If the oxygen supply to the brain is reduced as a result of narrowed or blocked blood vessels, brain cells suffer damage or even die out. The symptoms may occur suddenly, such as after a large stroke, or develop over time as a result of a series of small strokes. Vascular dementia can also be caused by disease affecting small blood vessels inside the brain, which is known as subcortical vascular dementia.

Dementia with Lewy bodies

This dementia type involves forming of small abnormal structures, known as Lewy bodies inside brain cells. They disrupt the chemical processes inside the cells, and lead to their premature death. Early symptoms include difficulty in judging spatial distances, hallucinations, and increased alertness. Unlike with Alzheimer’s disease, in early stages of Lewy dementia, a person’s day-to-day memory is usually not as affected. Dementia with Lewy bodies is closely associated to Parkinson’s disease and often has the range of same symptoms, including difficulty in controlling movement.

Frontotemporal dementia

In this type of dementia, the front and side parts of the brain are damaged, with clumps of abnormal proteins forming inside brain cells, causing them to die. In the early stages. Changes in personality and behaviour might be the early warning. Later on, depending on which areas of the brain are damaged, the person might have difficulties with fluent speech and trouble remembering the meaning of words.

Dementia treatments

Since brain cell dying out cannot be reversed, there is no efficient cure for degenerative dementia. Instead, management of disorders such as Alzheimer disease is focused on providing excellent aged care and treating symptoms, rather than their underlying cause. Aimed at greatly improving the quality of resident’s life on daily basis, these microtown-based communities present a radical departure from outdated traditional aged care facilities. In these communities, residents are encouraged to help with daily chores, which makes their minds active, while enjoying a full freedom of movement in a safe environment, as well as their favourite pastimes and hobbies, such as shopping, going to the movies, or beauty parlours.

Symptoms of dementia

While dementia symptoms vary greatly depending on the specific type, dementia is diagnosed if at least two of these core mental functions are significantly impaired: memory, reasoning and judgement, communication and language, visual perception, and ability to focus. Examples of problems that people with dementia face include short-term memory, planning house chores, preparing meals, keeping track of money, paying bills, traveling out of the neighbourhood, and remembering appointments.

Preventive measures

While there is no sure way to prevent dementia, there are certain risk inhibitors that might help. The first one is to keep your mid active well into the retirement. Take part in mentally stimulating activities and train your memory. Social interaction and moderate exercise might also delay the onset of dementia and reduce its symptoms. There are studies that show that smoking in middle age and beyond may increase the risk of vascular dementia. People with low levels of vitamin D are more likely to develop Alzheimer’s disease. Finally, maintaining a healthy diet not only reduces blood pressure, but certain types, such as the Mediterranean diet is rich in whole grains, and omega-3 fatty acids.

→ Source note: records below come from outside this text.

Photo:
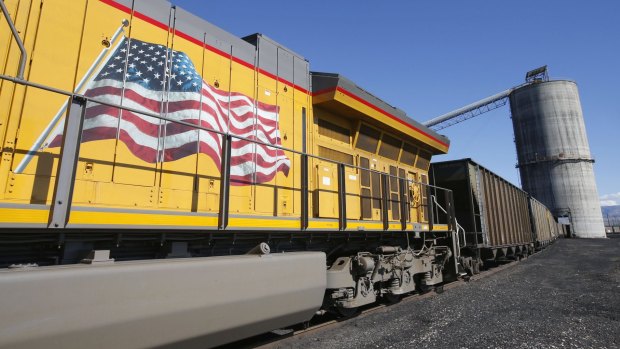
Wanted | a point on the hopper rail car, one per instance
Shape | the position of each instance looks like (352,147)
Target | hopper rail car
(148,134)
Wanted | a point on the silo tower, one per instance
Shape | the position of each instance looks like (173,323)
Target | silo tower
(553,153)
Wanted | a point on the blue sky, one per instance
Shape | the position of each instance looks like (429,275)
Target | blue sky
(430,57)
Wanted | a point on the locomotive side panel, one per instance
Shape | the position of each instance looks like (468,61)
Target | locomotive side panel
(131,161)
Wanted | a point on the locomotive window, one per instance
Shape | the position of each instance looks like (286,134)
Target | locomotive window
(336,155)
(390,147)
(393,180)
(424,160)
(365,175)
(409,154)
(334,131)
(368,139)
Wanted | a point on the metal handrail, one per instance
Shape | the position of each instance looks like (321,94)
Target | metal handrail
(24,55)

Reversible dementia-like conditions

There are certain dementia causes of dementia-like symptoms that can be reversed through proper treatment. This includes infections and immune disorders, such as symptoms resulting from a fever or other side effects of the body fighting an infection. Metabolic problems and endocrine abnormalities, such as hypoglycaemia, insufficient sodium or calcium, impaired B-12 absorption, or thyroid issues can also develop into dementia-like symptoms which can be treated. Sometimes, even reactions to medications or interaction of several medications can cause dementia-like symptoms.

Many dementia types are progressive, which means the symptoms start out slowly and get worse over time. If someone in your family is experiencing memory challenges, make sure they visit a doctor who’ll determine the cause. Even if the symptoms suggest dementia, early diagnosis allows a person to get a maximum benefit of available treatments and also prepare a plan for the future.